World-renowned theoretical physicist Michio Kaku is the next speaker in UNLV’s Barrick Lecture Series, and he has a lot on his mind.
“The Future of the Mind” is the title of Kaku’s talk at 7:30 p.m. Monday on the Las Vegas campus.
What does physics have to do with neuroscience or psychology? A better question would be to ask what physics does not deal with, from Kaku’s perspective. His work has broadened to such an extent that it now covers everything from the existence of God to extraterrestrials, immortality and predicting the future.
Unraveling the secrets of the universe is physics at its finest, after all.
“I think it is legitimate to ask the ‘why’ questions, because in some sense, our role in the universe – where do we fit in this larger scheme of things – that’s the ultimate goal of science itself,” Kaku said.
The same description could be applied to religion, and physics is one area where science and religion have blended to the point that many differences are merely a matter of semantics.
Kaku is most widely known as a popular science author and co-founder of string field theory. That’s a new approach to standard string theory, which is roughly defined as the belief that “all elementary particles are manifestations of the vibrations of one-dimensional strings.”
Most scientists have an easier time imagining self-contradictions such as one-dimensional objects than they do imagining God, but not Kaku.
“I have concluded that we are in a world made by rules created by an intelligence,” he was quoted as saying in the Geophilosophical Association of Anthropological and Cultural Studies.
“In Dr. Kaku’s understanding, the Universe is possibly a symphony of vibrating strings emanating from the mind of God, with His cosmic music resonating through an 11-dimensional hyperspace,” states an article at GodReports.com.
This is an unexpected conclusion from someone like Kaku, who identifies himself as the standard-bearer for Einstein’s quest to come up with a mechanistic, unified “theory of everything” that would explain physics from the micro to the macro level. It’s a goal Einstein lamented his inability to achieve in the 20th century as he watched his own revolutionary concepts fall under the shadow of quantum physics.
Experiments that have demonstrated properties such as the “observer effect” and “quantum entanglement” have strained the credibility of science just as much as science has sought to supplant religion.
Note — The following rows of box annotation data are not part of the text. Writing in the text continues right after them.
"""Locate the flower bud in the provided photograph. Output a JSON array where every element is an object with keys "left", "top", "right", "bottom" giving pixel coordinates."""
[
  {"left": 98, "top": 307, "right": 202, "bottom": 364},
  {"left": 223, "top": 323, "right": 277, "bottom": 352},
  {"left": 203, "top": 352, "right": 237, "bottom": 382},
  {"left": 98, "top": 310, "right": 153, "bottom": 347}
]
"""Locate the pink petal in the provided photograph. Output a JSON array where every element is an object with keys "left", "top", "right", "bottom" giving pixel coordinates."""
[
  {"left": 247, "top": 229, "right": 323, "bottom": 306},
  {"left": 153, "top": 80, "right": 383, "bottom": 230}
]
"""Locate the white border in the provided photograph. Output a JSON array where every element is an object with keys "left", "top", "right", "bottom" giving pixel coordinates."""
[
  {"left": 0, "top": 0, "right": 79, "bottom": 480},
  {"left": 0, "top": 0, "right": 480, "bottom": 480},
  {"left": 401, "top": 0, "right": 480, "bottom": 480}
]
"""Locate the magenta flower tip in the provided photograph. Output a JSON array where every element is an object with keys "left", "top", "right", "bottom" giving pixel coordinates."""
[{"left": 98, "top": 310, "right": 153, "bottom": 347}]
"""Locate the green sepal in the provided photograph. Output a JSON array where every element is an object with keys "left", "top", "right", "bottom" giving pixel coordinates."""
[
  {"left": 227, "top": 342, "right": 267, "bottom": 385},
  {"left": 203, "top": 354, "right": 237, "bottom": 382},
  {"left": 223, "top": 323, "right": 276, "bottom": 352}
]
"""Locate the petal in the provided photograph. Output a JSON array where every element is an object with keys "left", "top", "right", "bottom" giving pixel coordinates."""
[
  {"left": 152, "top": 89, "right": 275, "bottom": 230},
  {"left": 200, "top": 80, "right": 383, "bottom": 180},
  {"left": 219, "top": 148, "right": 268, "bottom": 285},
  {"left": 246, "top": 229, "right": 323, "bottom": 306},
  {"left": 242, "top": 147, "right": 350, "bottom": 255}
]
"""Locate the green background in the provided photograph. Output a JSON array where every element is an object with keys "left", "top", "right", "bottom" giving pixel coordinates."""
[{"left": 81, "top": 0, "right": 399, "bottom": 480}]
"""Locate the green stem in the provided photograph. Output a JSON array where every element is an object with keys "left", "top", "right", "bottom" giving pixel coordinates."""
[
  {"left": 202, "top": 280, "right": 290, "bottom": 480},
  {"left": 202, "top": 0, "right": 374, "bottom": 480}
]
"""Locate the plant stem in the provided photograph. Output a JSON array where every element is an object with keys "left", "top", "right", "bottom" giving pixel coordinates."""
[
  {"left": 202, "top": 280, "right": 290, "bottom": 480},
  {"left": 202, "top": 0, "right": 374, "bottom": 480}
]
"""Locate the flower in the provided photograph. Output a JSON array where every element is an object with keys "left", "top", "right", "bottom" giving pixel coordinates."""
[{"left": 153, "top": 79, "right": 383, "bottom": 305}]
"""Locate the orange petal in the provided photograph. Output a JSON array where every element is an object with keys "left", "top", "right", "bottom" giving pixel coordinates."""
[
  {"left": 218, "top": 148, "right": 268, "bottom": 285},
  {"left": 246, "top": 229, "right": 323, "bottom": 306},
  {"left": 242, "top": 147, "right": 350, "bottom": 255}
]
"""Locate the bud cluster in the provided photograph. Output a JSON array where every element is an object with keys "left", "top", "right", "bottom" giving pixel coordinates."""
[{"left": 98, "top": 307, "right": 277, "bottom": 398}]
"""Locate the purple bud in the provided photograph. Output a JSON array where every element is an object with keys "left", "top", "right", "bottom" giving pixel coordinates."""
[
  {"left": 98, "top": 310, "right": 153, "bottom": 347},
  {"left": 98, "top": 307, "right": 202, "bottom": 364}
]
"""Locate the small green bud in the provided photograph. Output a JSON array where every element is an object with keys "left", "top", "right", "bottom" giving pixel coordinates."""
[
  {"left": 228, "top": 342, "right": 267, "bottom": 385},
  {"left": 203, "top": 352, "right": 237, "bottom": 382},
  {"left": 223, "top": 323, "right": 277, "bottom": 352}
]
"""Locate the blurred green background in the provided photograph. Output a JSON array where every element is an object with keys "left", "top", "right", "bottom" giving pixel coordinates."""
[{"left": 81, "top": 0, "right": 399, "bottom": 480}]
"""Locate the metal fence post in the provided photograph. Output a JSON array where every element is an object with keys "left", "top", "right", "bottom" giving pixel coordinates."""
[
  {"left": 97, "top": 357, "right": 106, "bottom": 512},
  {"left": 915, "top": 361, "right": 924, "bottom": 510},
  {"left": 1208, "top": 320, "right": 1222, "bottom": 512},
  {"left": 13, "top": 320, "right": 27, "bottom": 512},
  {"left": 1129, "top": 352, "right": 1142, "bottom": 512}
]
In a talk titled “Beyond 2018” at the Integrated Systems Europe conference, Kaku admits his string theory has some serious knots in it. But he goes on to describe how science is not only changing the world around us, it is changing our minds.
It should come as no surprise that “The Future of the Mind” as conceived by scientists involves connecting our brains with computers.
Kaku talks about how the Pentagon is spending $150 million to develop an exoskeleton that can be controlled by thought in order to create a real-life “Iron Man.” Comic book heroism aside, the suits would have the practical application of serving wounded soldiers when they return from war.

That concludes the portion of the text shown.